For pre-registration trainees, this matters for a practical reason. The community pharmacy you train in, or may work in after registration, doesn't exist in a vacuum. The professional culture around you, the ambitions of the people running the sector, and the ideas circulating about what pharmacy could be — all of that shapes the environment you'll step into. Knowing that organised voices are actively making the case for community pharmacy's value is worth being aware of, even if the specifics of MCPP's model aren't something you'll be tested on.

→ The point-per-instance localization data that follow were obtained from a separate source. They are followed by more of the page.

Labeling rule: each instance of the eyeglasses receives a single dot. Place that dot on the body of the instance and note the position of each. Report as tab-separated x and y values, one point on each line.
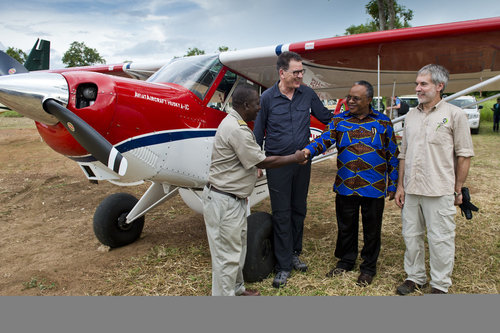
354	98
296	73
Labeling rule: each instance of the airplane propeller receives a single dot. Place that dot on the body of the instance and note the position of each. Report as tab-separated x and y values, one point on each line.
88	137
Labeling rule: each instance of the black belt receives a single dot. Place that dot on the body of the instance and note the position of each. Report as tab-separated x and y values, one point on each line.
212	188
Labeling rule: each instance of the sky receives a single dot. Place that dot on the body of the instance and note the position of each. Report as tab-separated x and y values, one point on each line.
157	30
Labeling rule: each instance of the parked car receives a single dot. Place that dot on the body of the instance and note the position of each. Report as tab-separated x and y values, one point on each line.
472	111
375	102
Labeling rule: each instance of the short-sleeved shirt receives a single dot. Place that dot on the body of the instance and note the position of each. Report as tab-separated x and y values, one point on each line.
430	145
285	123
367	154
234	156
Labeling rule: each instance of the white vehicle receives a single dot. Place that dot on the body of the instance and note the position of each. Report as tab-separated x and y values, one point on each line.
468	104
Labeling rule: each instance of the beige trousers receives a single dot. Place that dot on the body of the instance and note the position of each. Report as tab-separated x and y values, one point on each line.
437	215
226	224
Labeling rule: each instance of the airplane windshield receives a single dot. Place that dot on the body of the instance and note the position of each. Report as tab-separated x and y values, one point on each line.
194	73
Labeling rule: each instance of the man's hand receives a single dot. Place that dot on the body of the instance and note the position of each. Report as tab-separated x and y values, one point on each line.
307	154
300	157
400	196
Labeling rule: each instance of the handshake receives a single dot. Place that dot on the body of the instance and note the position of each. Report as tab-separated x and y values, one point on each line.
302	156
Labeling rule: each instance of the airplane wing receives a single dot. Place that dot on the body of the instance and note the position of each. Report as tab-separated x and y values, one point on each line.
139	71
470	50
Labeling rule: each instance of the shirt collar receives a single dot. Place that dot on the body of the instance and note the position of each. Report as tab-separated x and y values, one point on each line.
435	107
278	93
234	113
371	113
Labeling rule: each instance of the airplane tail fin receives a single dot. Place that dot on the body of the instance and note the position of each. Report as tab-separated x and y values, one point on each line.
39	57
9	65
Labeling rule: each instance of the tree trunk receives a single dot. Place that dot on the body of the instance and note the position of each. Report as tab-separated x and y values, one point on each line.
381	15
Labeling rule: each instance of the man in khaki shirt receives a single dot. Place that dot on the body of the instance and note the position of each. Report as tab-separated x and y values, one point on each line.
435	155
232	177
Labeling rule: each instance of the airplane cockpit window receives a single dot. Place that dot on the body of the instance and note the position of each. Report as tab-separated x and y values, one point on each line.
222	95
194	73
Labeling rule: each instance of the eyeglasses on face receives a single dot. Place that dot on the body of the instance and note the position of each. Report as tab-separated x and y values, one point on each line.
296	73
354	98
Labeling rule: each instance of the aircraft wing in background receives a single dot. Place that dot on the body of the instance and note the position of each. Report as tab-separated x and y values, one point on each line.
470	50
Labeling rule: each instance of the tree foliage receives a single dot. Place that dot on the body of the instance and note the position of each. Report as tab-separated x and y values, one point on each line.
386	15
81	55
17	54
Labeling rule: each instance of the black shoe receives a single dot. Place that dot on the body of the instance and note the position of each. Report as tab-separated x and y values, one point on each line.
298	264
408	287
280	279
336	271
364	279
437	291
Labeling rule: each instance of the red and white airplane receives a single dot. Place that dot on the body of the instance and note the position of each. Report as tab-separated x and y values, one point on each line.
156	122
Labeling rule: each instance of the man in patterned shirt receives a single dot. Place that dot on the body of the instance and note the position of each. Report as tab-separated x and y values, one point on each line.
367	172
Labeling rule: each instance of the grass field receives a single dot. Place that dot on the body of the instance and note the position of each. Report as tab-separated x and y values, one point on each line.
185	270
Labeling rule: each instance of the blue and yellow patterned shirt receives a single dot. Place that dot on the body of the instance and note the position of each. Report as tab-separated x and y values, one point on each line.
367	154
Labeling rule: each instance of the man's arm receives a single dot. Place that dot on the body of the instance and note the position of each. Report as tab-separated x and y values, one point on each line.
320	111
463	165
400	191
277	161
392	161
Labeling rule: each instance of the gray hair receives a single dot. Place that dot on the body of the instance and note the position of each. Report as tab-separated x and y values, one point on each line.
438	73
284	59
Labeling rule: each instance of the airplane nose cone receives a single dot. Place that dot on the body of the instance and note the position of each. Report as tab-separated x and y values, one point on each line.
25	93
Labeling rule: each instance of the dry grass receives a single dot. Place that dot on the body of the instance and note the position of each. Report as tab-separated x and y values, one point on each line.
185	269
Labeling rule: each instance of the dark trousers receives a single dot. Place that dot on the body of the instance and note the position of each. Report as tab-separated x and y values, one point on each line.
288	187
347	210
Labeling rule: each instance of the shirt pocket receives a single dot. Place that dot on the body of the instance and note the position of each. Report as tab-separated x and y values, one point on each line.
439	134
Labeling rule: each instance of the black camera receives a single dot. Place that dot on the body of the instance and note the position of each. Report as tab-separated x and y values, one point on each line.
466	206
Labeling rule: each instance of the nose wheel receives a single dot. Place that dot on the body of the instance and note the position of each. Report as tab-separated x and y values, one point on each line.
110	225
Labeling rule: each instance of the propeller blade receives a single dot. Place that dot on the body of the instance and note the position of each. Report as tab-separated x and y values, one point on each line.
9	65
88	137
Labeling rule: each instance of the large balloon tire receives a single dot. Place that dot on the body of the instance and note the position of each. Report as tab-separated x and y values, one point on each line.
260	260
109	217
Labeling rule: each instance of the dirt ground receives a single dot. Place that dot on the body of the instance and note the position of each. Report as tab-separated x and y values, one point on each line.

There's also a career angle. Community pharmacy sometimes gets written off by trainees eyeing clinical or hospital roles, and that's understandable given the noise around contracts and pay. But initiatives like this suggest there are people inside the sector who see a different version of what community practice could look like. If MCPP's vision gains any foothold, it may shift what career paths in community settings actually involve.
What's next
Watch for more coverage of MCPP as its founders continue to make their case. C+D is likely to return to this story as the movement develops, particularly if it starts influencing how pharmacy owners, superintendents or commissioners think about service delivery.
More broadly, keep an eye on how the "community pharmacy isn't dead" argument holds up against the structural pressures the sector still faces. Funding decisions from NHS England and the government will ultimately determine whether initiatives like MCPP have anything solid to build on, or whether they're pushing against a tide that policy hasn't turned yet.